Raja of Bhojpur
- Born: 1484 Bhojpur, present-day Bhojpur district, India
- Died: 1577 (aged 92–93) Bhojpur, present-day Bhojpur district, India
- Dynasty: Ujjainiya

= Gajpati Ujjainia =

Raja of Bhojpur

Raja Gajpati Ujjainia, also known as Raja Gajpati Sahi, was a ruler of Bhojpur belonging to the Ujjainiya dynasty.

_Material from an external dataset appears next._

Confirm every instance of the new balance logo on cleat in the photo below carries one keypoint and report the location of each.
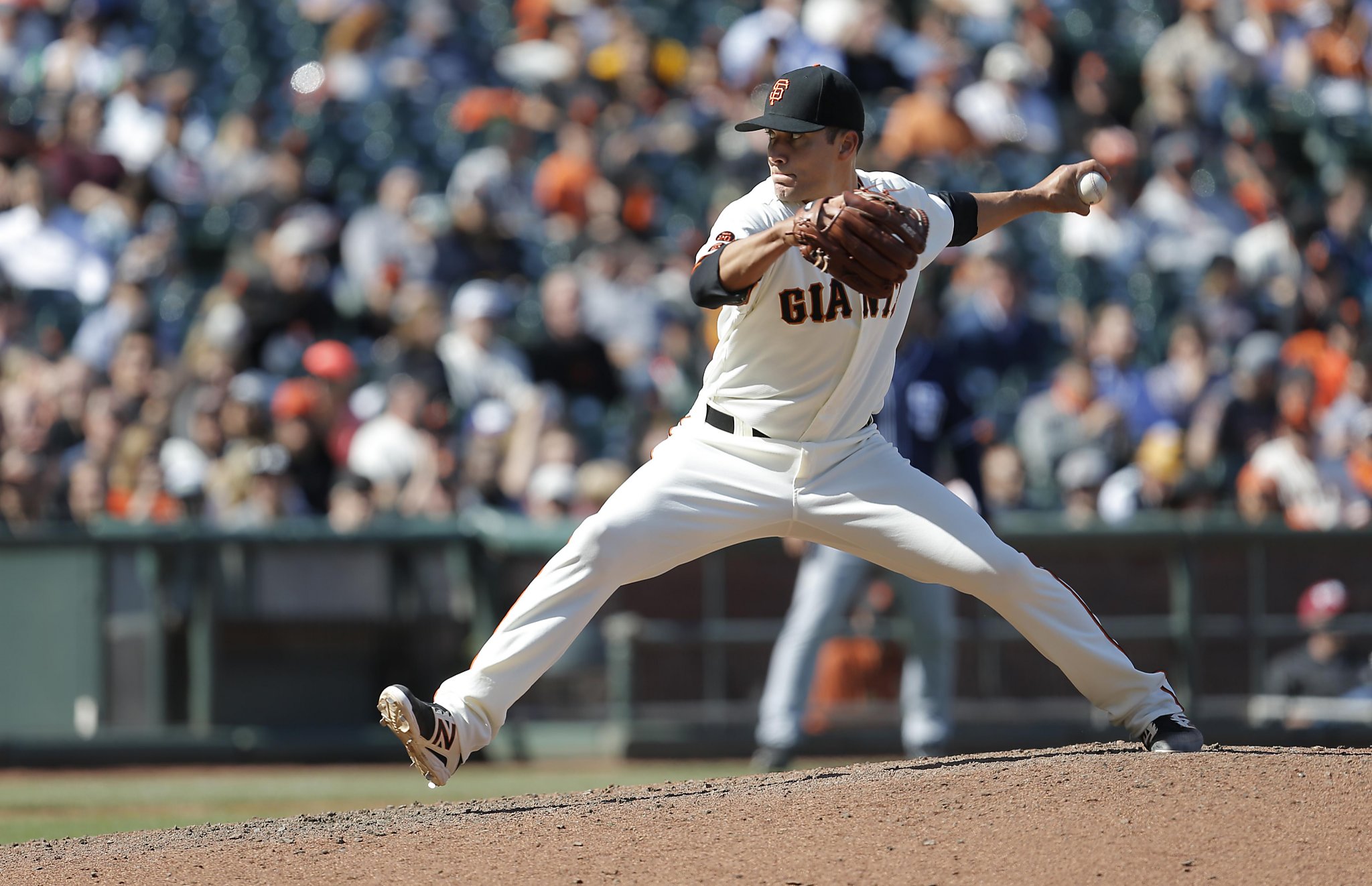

He accepted the suzerainty of Sher Shah Suri and thus also served as a commander in the army of Sher Shah Suri, the ruler of the Sur Empire. Two of his most important military campaigns he fought was the Battle of Surajgarh and Battle of Chausa. As a reward, he was given the territory of Rohtas to his dominion.
He was the first Ujjainiya chief to have a continued battle with Mughals.

==Early life==

Gajpati was the son of the Ujjainiya ruler, Raja Badal Singh and the nephew of Raja Dalpat Sahi. Following a war of succession, Gajpati, his mother and his brother, Bairi Sal were banished and Shivram Singh became the ruler of Bhojpur. In 1532, his mother requested Sher Shah Suri to help her sons get back the throne of Bhojpur. With the support of Sher Shah Suri, Gajpati defeated and killed Shivram Singh and ascended the throne of Bhojpur in 1534.

==Battle of Surajgarha==
The Ujjainiyas under the leadership of Raja Gajpati helped Sher Shah Suri in the battle of Surajgarha against the Bengal sultanate who at the time were a major regional power. Raja Gajpati handpicked 2000 of his best men and was able to help Sher Shah Suri in achieving victory. General Ibrahim Khan was killed by Raja Gajpati and all the camp equipment, elephants and artillery pieces of the Bengal army fell into the hands of Ujjainiyas. In return for their help, the Ujjainiyas were entitled to any of the spoils of war that they looted from the defeated army. Sher Shah also assigned Rohtas and Buxar to him as a reward and gifted a sword to his brother, Bairi Sal.

==Aftermath==
Following the battle, Gajpati was embroiled in another familial feud with Birbhan of Arail who requested Emperor Humayun in gaining the throne of Bhojpur in 1538. Humayun provided him with some retainers and they succeeded in driving Gajpati out of his stronghold. Birbhan also supported Humayun in his clashes with Sher Shah Suri as a result of this. Gajpati in turn, after being dispossessed from his dominion, joined Sher Shah Suri and possibly took a leading role in the Battle of Chausa. He then managed to recapture his dominion and made Jagdishpur his capital and constructed a fortress there. After the defeat of Humayun, Gajpati extended his boundaries till Jaunpur, becoming the most powerful ruler of the North-western Bihar. However, he remained under the suzerainty of Sur Empire.

Later in his life, he eventually did alliance with the Mughals in their offensive against Afghans in Bihar but oftentimes kept raising the standard of rebellion.